Not only in China, but it seems like there is a global trend of increased difficulty opening bank accounts all over the world recently.
I always try to open as many bank accounts as I can in as many countries as possible. Especially if the minimum balance requirement and annual fees are low. With an annual fee of around 10-15 CNY and no minimum balance requirement, opening a bank account in China is always a good idea. I recommend opening as many accounts as you can if you plan to spend any significant amount of time in China.
It’s always easier to keep an existing account open than it is to open a brand new account. And it’s always better to have a bank account that you don’t need than need one that you can’t open.
If you have a work visa / resident permit
In this case, it’s still relatively easy to open a bank account in mainland China. You will just need to answer a few questions about where you work, live, and the purpose of opening the bank account.
If you have a tourist or business visa
Then the situation gets more complicated.
In addition your passport, you will also need the “registration form of temporary residence for visitors” that you get from the police station when you register where you are staying in China. When you stay in China, you are required to register at the nearest police station within 24 hours of entering the country.

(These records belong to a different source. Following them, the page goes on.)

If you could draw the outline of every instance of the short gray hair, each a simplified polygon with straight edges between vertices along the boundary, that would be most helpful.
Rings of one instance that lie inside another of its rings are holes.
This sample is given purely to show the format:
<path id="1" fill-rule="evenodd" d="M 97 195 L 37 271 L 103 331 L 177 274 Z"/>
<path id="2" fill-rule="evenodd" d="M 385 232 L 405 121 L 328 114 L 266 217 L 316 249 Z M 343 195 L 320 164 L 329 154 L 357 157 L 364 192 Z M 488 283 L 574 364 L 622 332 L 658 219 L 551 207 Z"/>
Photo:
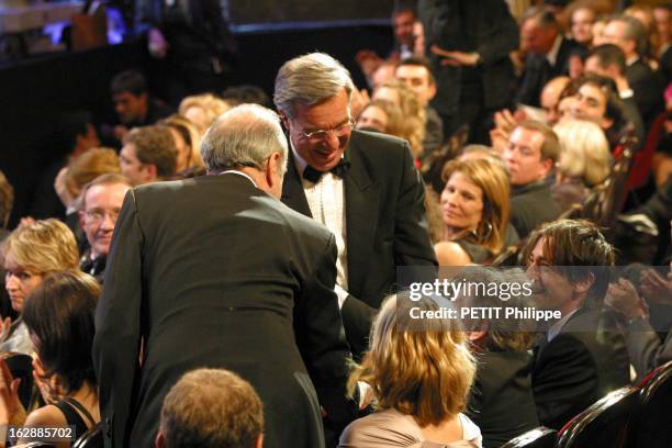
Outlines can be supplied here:
<path id="1" fill-rule="evenodd" d="M 314 105 L 345 89 L 348 98 L 355 89 L 350 72 L 325 53 L 311 53 L 284 63 L 276 77 L 273 102 L 288 117 L 294 117 L 294 104 Z"/>
<path id="2" fill-rule="evenodd" d="M 220 115 L 201 143 L 208 172 L 254 167 L 264 169 L 272 153 L 282 155 L 280 175 L 287 170 L 287 138 L 280 117 L 258 104 L 240 104 Z"/>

If you are staying in a hotel, the hotel staff will register on your behalf and you will not normally get a copy of this registration form (I believe the registration is done electronically in this case). You can try asking the hotel to help you get a paper copy of the registration form. Some hotels may be able to do this, but I wouldn’t count on it.
If you can’t find a hotel that will help you out, you can find an Airbnb host that can get it for you (message the host first to make sure they can do it).

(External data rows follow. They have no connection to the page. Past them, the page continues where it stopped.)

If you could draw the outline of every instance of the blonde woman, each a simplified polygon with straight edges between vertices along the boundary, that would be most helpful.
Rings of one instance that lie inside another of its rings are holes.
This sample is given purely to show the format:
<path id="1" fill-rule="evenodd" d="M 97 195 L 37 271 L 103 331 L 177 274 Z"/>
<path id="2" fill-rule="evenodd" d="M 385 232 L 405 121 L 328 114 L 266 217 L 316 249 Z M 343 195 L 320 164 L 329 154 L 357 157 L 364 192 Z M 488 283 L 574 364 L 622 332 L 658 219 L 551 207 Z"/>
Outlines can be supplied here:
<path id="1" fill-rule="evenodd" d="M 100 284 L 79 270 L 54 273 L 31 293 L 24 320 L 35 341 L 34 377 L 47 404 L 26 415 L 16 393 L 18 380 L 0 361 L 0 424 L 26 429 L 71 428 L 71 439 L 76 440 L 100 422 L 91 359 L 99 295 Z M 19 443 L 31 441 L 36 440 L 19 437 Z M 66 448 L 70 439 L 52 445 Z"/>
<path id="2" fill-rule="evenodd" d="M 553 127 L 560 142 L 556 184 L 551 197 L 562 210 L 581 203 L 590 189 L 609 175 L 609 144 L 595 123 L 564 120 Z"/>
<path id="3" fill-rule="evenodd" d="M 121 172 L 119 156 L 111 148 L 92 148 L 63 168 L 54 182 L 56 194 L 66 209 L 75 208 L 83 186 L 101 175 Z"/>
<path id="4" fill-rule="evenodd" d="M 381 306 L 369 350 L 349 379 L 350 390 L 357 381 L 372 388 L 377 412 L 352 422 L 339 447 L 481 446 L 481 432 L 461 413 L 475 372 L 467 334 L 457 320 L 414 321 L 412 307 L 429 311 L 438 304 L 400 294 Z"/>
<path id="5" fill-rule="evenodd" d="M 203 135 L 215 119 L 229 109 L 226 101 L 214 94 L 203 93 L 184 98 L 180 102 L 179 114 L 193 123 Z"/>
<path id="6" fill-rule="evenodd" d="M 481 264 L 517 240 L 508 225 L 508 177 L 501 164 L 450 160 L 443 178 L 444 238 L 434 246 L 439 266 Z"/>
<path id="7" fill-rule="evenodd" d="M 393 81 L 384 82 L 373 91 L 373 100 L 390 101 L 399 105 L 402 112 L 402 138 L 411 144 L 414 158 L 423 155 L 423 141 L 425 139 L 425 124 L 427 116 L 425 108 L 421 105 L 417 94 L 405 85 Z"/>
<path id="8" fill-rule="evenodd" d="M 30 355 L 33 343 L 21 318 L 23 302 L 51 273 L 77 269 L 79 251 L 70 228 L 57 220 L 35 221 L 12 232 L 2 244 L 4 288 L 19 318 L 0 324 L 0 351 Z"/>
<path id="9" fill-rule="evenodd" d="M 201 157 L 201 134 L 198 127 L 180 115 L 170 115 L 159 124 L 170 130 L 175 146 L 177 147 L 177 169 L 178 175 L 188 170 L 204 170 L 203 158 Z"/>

Once you get this document, then you will need to find a bank that will open an account for you.
Not all banks will open accounts for holders of tourist/business visas, even with the residence registration form. For example, I have heard that Bank of China will not do it under any circumstance.
I don’t know the specific policy of every bank, but I would suggest that you try China Merchants Bank first. I have heard reports of people with tourist and business visas opening accounts recently. And it’s my new favorite Chinese bank. I think they have the best service, and the best English app for mobile banking in China. The only drawback is that their ATMs are not very common so you will have to pay a few yuan to use other bank’s ATMs most of the time.
If you are an American citizen
Then it will be even more difficult for you because of FATCA. The American government requires banks worldwide to report information on American account holders. Most banks will not want to deal with you unless they think you have enough money to make it worth the extra hassle of dealing with FATCA reporting.
It’s still possible, but it will be more difficult for you. You can thank your government for the extra hassle.
Tips for successful account opening
1. Give a good reason for opening the account
As with opening a bank account anywhere in the world these days, you will likely be asked this question.
What is the purpose of opening the account?
The purpose of them asking this question is to make sure you are not involved with money laundering or other illegal activities. Your ability to give a good answer to this question will often determine whether or not you are successful in opening the account.
If you have a legal job in China with the proper work visa, then it’s easy to give a good reason for opening an account. Even if it’s not the bank that your company will pay salary to, you can say that you prefer to keep your savings in their bank. Or you like their mobile app better. Any reason should suffice if you are legally employed in China.
If you have a tourist or business visa, then you need to give a good reason for needing a bank account in China when you don’t earn money in China.
The reason given should be according to your individual situation, but here are some examples.
You want to use WeChat and AliPay for ride-sharing apps, food delivery, bike rental, etc.
You want to wire money to yourself from overseas to pay your living or other expenses in China.
You do not want the bank to think you are earning money in China if you don’t have a work visa, so make sure that you explain how you support yourself in China while not earning money here.
If you are an American with a tourist or business visa then you better give an extremely compelling reason for opening the account.
2. Don’t get discouraged
If you get rejected at first, don’t give up. Just try again at another bank (or even another branch of the same bank). Most banks have the discretion to open the account for you. Opening an account for a foreigner causes them a lot of extra paperwork, so sometimes they will just reject you simply because they don’t want to do it (especially in the smaller branches).
Just keep trying, you will succeed eventually. Patience is persistence is key here.
3. Give the bank a reason to do business with you
You may also want to mention that you are interested in some of their “wealth management” products, or opening a VIP account (if you have 50k CNY or more to deposit). This will give the bank more incentive to have you as a customer.